Отъезд был настолько внезапным, что Миклуха-Маклай не успел даже захватить все научные коллекции, собранные им за это время, и поручил туземцам Бонгу оберегать их до его следующего возвращения на берег Маклая. Действительно, когда через семь лет, в 1883 году, русскому ученому пришлось еще раз побывать в этих краях, он нашел все, им оставленное, в целости и сохранности. Туземцы Бонгу берегли его вещи, как зеницу ока. Был даже такой случай: на следующий год после отъезда ученого в залив Астролябия пришла шхуна из Австралии с золотоискателями, привлеченными слухами, что русский ученый нашел здесь богатейшие золотые россыпи. На берегу австралийцы увидели дом Миклухи-Маклая. Запертый на простой висячий, дверной замок, он был в полной сохранности. Один из золотоискателей взялся за замок, пытаясь сорвать его и войти в дом. Но папуасы Бонгу, наблюдавшие за пришельцами, сразу окружили их и знаками объяснили, что дом принадлежит Маклаю и они никого туда не пустят.

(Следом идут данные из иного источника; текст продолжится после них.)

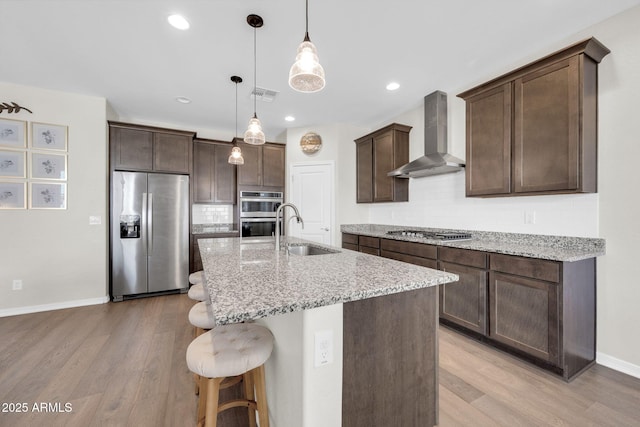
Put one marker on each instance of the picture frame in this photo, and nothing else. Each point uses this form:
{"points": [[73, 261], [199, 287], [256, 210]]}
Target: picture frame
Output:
{"points": [[13, 133], [46, 136], [47, 195], [13, 195], [48, 166], [12, 164]]}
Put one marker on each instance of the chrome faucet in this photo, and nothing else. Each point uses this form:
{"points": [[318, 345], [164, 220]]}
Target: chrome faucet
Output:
{"points": [[279, 212]]}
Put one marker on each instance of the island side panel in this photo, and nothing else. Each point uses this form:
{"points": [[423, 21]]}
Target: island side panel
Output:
{"points": [[390, 360]]}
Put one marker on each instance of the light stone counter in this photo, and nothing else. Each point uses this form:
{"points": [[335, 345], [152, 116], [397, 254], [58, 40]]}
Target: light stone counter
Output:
{"points": [[247, 279], [554, 248]]}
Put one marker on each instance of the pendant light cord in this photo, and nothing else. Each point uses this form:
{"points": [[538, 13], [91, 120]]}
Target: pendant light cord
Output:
{"points": [[255, 67], [306, 26]]}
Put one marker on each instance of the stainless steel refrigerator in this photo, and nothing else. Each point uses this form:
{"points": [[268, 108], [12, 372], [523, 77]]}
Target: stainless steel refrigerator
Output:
{"points": [[149, 233]]}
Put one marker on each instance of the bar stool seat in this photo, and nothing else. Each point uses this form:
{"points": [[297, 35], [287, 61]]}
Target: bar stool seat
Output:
{"points": [[198, 293], [229, 351]]}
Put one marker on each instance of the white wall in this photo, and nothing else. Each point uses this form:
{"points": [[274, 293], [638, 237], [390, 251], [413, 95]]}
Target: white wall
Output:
{"points": [[337, 145], [61, 259]]}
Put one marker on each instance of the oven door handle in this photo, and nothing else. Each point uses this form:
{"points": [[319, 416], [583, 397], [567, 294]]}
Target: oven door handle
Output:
{"points": [[266, 219]]}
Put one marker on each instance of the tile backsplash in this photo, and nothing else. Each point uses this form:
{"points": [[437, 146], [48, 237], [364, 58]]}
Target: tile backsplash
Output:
{"points": [[212, 214]]}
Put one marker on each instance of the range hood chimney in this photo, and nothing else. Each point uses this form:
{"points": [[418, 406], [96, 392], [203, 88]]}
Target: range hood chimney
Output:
{"points": [[436, 159]]}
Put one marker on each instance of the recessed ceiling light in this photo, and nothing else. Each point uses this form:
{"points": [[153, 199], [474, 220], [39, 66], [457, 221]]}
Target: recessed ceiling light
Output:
{"points": [[393, 86], [179, 22]]}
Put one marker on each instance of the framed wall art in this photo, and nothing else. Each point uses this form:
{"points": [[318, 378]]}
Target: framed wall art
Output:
{"points": [[48, 166], [13, 195], [44, 195], [12, 164], [48, 137], [13, 133]]}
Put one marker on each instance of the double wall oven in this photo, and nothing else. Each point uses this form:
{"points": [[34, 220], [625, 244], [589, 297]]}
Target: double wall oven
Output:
{"points": [[258, 213]]}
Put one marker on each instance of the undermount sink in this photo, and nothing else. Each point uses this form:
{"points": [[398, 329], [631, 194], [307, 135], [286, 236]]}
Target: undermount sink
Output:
{"points": [[305, 250]]}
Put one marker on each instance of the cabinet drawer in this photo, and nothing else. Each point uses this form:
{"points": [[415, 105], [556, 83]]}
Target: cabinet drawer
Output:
{"points": [[425, 262], [371, 242], [526, 267], [350, 238], [409, 248], [463, 257]]}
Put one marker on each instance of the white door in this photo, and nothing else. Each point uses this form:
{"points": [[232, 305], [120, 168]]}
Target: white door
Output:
{"points": [[312, 189]]}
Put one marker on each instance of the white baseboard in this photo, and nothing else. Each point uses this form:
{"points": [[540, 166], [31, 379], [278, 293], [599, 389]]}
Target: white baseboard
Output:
{"points": [[618, 365], [54, 306]]}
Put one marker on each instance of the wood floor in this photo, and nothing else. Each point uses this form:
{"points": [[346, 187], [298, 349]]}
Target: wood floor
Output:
{"points": [[123, 364]]}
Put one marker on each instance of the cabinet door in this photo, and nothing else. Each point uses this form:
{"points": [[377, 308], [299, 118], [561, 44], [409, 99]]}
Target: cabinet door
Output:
{"points": [[251, 172], [547, 127], [202, 172], [383, 162], [488, 168], [364, 171], [171, 153], [131, 149], [465, 302], [524, 315], [273, 165], [224, 177]]}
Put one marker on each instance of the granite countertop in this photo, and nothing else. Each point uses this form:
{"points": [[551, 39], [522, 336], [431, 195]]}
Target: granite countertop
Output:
{"points": [[224, 229], [247, 279], [555, 248]]}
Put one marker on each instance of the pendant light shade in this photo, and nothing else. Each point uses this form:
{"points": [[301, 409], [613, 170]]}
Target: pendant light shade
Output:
{"points": [[306, 74], [254, 134], [236, 154]]}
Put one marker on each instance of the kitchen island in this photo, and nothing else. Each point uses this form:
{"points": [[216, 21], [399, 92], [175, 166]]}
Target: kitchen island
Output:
{"points": [[381, 315]]}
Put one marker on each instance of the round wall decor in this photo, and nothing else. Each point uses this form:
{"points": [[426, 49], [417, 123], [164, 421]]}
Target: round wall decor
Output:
{"points": [[310, 142]]}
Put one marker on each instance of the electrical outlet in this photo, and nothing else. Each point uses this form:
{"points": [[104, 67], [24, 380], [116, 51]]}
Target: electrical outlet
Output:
{"points": [[530, 217], [323, 348]]}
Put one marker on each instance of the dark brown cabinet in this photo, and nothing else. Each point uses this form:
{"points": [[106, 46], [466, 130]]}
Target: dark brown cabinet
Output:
{"points": [[264, 165], [150, 149], [377, 154], [464, 302], [540, 310], [214, 179], [534, 130]]}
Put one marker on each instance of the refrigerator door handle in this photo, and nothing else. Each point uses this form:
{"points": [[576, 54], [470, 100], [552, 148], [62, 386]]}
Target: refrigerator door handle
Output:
{"points": [[150, 223], [145, 217]]}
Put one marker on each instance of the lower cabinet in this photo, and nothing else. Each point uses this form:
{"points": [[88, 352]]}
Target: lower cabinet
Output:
{"points": [[524, 315], [540, 310]]}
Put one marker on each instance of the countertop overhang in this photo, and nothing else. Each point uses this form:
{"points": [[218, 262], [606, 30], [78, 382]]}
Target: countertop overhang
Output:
{"points": [[554, 248], [247, 279]]}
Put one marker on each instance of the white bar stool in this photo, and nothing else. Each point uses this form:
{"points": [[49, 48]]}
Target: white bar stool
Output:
{"points": [[225, 352], [197, 291]]}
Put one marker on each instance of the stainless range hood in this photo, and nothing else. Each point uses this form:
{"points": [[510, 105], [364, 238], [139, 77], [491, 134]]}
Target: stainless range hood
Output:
{"points": [[436, 160]]}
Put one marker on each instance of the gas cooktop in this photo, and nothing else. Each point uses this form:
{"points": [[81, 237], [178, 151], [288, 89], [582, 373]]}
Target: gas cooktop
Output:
{"points": [[445, 235]]}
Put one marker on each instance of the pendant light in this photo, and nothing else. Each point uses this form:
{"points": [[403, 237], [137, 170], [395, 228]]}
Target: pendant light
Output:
{"points": [[236, 154], [306, 74], [254, 134]]}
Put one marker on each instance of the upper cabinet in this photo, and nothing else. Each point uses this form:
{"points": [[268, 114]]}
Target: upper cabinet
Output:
{"points": [[214, 179], [264, 165], [534, 130], [149, 149], [377, 154]]}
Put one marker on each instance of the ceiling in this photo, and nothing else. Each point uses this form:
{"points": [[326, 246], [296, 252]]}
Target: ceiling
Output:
{"points": [[125, 51]]}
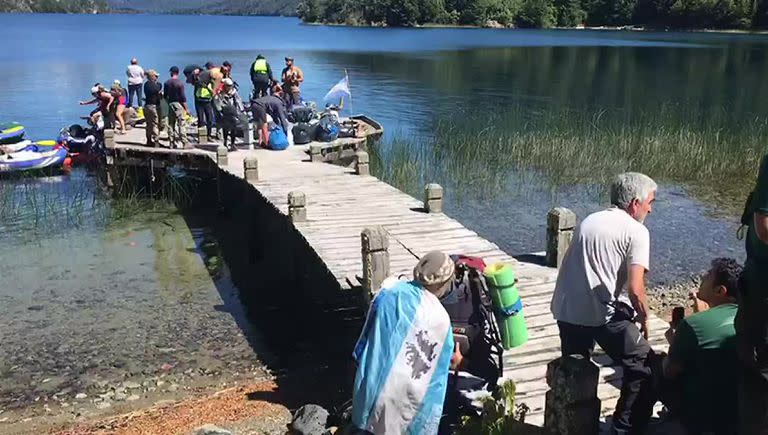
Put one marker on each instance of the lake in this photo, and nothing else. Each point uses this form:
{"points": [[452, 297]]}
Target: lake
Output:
{"points": [[427, 87]]}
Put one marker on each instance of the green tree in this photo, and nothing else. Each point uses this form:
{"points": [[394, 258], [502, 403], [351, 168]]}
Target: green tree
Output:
{"points": [[536, 13], [569, 13]]}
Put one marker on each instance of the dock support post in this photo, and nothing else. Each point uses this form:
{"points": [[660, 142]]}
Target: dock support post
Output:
{"points": [[297, 207], [375, 250], [572, 406], [361, 163], [561, 223], [109, 138], [251, 169], [249, 135], [316, 153], [221, 156], [433, 198]]}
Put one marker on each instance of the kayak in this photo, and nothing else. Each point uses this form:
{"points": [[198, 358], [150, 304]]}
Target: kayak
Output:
{"points": [[35, 156], [11, 133]]}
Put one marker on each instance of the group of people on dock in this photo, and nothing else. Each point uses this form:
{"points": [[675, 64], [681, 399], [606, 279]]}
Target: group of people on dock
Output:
{"points": [[219, 108], [713, 380]]}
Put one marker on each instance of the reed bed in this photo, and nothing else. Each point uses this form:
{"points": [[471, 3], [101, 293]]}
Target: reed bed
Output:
{"points": [[712, 154]]}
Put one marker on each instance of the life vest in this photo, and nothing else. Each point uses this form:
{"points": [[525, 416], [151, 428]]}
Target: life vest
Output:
{"points": [[260, 66], [204, 92]]}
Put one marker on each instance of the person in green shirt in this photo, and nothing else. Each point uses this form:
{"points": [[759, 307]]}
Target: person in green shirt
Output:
{"points": [[752, 319], [702, 370]]}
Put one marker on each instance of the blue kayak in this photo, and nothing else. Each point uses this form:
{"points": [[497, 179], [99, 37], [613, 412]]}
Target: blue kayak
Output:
{"points": [[36, 156], [11, 133]]}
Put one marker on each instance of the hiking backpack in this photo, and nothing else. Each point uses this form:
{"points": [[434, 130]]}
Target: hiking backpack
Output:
{"points": [[469, 306]]}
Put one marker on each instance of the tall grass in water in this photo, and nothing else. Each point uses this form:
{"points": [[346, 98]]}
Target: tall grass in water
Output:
{"points": [[713, 154]]}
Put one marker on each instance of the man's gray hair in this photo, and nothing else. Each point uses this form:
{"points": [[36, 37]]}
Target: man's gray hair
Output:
{"points": [[629, 186]]}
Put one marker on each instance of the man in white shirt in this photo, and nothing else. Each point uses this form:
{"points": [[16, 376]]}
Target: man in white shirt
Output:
{"points": [[600, 292], [135, 75]]}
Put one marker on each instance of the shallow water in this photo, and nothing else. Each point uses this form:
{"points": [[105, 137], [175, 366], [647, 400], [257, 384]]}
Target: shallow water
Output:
{"points": [[86, 299]]}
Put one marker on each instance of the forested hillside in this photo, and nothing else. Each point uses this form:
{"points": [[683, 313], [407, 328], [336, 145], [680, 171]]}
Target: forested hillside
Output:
{"points": [[54, 6], [730, 14]]}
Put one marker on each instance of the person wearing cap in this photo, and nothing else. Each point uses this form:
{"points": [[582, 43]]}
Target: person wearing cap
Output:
{"points": [[153, 92], [261, 77], [404, 353], [117, 108], [173, 92], [104, 100], [274, 105], [136, 76], [292, 78], [230, 106]]}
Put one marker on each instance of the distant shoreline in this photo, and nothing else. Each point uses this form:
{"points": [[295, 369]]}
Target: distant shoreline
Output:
{"points": [[638, 29]]}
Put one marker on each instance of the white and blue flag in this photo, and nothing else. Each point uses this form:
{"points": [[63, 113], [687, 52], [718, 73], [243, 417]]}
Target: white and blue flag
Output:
{"points": [[339, 91], [403, 359]]}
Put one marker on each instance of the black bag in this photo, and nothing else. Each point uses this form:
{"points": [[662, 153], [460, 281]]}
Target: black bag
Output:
{"points": [[327, 129], [302, 113], [303, 133], [469, 306]]}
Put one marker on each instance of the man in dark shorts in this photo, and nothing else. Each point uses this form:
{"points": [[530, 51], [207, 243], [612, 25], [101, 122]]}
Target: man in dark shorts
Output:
{"points": [[177, 103], [752, 318], [273, 105]]}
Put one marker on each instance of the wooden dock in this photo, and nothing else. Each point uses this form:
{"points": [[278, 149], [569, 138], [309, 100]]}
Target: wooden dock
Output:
{"points": [[339, 204]]}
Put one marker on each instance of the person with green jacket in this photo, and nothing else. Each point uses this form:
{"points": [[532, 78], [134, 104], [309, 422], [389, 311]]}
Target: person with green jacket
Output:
{"points": [[261, 77]]}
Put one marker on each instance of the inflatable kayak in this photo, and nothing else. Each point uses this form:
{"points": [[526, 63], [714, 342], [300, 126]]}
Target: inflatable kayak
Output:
{"points": [[47, 154], [11, 133]]}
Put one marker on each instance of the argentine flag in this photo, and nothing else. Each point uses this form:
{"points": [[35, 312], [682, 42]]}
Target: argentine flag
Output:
{"points": [[339, 91], [403, 358]]}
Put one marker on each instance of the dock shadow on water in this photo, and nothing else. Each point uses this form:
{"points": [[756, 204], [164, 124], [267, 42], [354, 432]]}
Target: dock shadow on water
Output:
{"points": [[114, 304], [307, 324]]}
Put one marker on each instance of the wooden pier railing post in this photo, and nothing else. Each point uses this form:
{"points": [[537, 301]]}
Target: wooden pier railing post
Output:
{"points": [[316, 153], [375, 250], [249, 135], [297, 207], [251, 169], [222, 158], [361, 163], [109, 138], [433, 198], [561, 223], [572, 406]]}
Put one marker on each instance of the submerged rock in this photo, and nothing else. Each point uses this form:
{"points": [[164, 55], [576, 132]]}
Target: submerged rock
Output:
{"points": [[210, 429], [309, 420]]}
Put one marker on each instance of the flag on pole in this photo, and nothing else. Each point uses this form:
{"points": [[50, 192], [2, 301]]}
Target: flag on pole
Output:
{"points": [[339, 91]]}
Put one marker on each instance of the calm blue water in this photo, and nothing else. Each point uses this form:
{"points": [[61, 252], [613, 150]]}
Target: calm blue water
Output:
{"points": [[406, 78]]}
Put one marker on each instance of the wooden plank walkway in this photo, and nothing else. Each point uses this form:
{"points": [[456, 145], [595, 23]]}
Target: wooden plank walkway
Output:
{"points": [[340, 204]]}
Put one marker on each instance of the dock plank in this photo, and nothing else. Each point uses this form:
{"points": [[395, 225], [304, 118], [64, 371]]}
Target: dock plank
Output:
{"points": [[340, 205]]}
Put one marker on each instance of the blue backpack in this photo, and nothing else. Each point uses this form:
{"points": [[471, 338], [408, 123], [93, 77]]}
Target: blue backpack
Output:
{"points": [[277, 138]]}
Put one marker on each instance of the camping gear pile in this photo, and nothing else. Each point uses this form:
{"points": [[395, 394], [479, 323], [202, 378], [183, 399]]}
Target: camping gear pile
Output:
{"points": [[20, 155], [326, 126]]}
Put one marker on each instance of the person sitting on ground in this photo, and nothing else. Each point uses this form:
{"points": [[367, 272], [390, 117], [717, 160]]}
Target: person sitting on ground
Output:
{"points": [[600, 292], [261, 77], [118, 106], [273, 105], [136, 76], [404, 354], [292, 77], [104, 100], [701, 372]]}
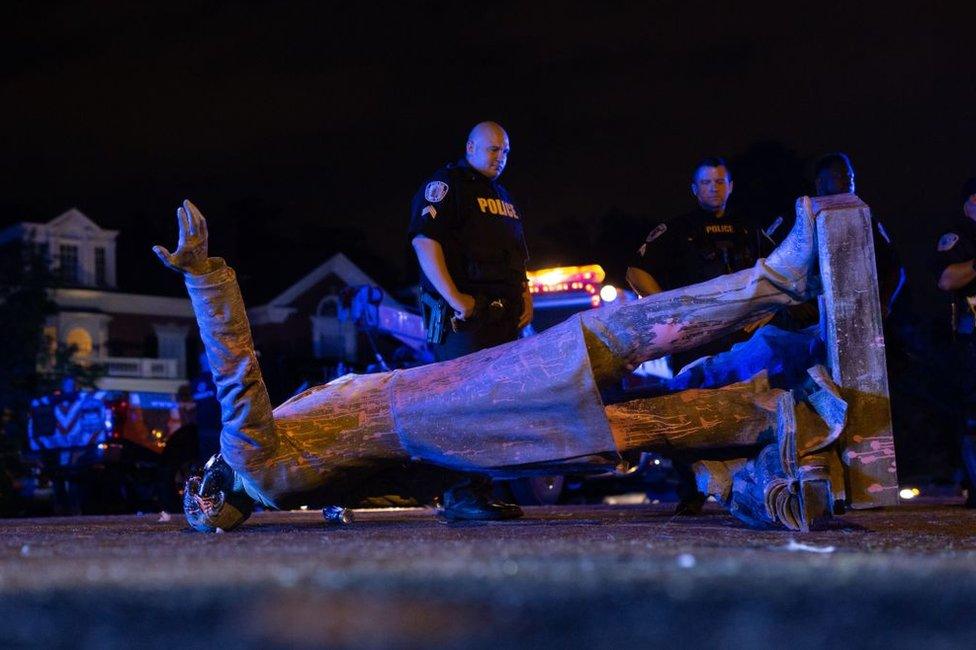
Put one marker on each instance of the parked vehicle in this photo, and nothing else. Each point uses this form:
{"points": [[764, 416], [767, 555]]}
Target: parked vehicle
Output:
{"points": [[114, 451]]}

Любовь туземцев берега Маклая к русскому путешественнику была так велика, что даже много лет спустя, в девяностые годы, когда северо-восточная Новая Гвинея была захвачена Германией, около селения Бонгу и на острове Били-Били туземцы показывали участки земли, принадлежавшие, по их словам, Миклухе-Маклаю. На острове Били-Били участок земли Миклухи-Маклая находился в очень красивом месте у берега моря, и туземцы долгое время очищали его от лесной поросли, дожидаясь приезда своего друга. Эта память и уважение к личности русского путешественника тем более замечательны, что островок Били-Били очень мал и густо заселен. Каждый свободный клочок земли представляет там большую ценность.
«Flower of Jarrow», как все европейские коммерческие шхуны, не прямо взяла курс из бухты Астролябия на Сингапур, а по дороге посетила ряд мелких островов, где капитан шхуны выменивал всевозможные туземные изделия на никчемные безделушки или оружие и виски.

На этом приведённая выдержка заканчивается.